Trends come and gone, predictions both true and false, plus scandals and quotes from one editor's decade on the front lines of 7x7's food section.
2001
09.01 Jardinière chef Traci Des Jardins and Larry Bain (now of Let's be Frank) team up to start a new socially conscious program at Jardinière, which includes teaching English as a second language to staff, paying a living wage, and (drum roll) composting. "It took dozens of phone calls, but we finally reached someone at Sunset Scavenger," Bain says. "We're composting and recycling 90 percent of the kitchen garbage."

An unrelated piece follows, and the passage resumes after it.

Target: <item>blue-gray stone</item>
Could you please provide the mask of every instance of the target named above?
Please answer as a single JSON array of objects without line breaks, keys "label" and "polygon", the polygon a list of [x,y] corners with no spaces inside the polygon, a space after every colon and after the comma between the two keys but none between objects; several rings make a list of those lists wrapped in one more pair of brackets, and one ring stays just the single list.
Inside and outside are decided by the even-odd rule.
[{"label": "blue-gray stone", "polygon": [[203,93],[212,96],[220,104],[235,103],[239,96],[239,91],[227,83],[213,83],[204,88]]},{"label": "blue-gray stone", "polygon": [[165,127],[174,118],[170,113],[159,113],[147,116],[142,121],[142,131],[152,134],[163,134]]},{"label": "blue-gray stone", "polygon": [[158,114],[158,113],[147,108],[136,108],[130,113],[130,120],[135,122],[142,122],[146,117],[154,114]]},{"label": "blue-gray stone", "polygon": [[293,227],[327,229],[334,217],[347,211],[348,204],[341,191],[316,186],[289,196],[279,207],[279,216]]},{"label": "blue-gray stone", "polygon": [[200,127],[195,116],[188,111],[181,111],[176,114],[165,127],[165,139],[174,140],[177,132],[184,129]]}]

11.01 Once, when I was in culinary school in New York, I asked a Petrossian Caviar rep if it wouldn't be more sustainable to remove the eggs from a sturgeon via C-section rather than kill the huge, prehistoric fish. He looked at me like I was a crazy West Coast activist. By 2001, Beluga sturgeon are endangered. Sustainable, farmed caviar—which is extracted via C-section—is in. For 7x7, I drive out to Sacramento to visit the very unglamorous Sterling Caviar sturgeon farm made up of big, stinky fish tanks.
2003
07.03 Obsessed with my love-hate relationship with Amanda Hesser's Mr. Latte column in The New York Times Magazine, I interview her. In person, she turns out to be very uncontroversial and as slight as "a wafer-thin-mint." (She still is today, even after having twins and testing all the recipes in her amazing Essential New York Times Cookbook.) She tells me she loves Capricious cheese, Miette lemon cookies, and dates. Then there's my favorite quote of the year from an interview with NY restaurant consultant Clark Wolf in regard to Jeremiah Tower's tell-all book, California Dish: "I mean, attacking Marion Cunningham? Fannie Farmer? I guess Grandma Moses was dead."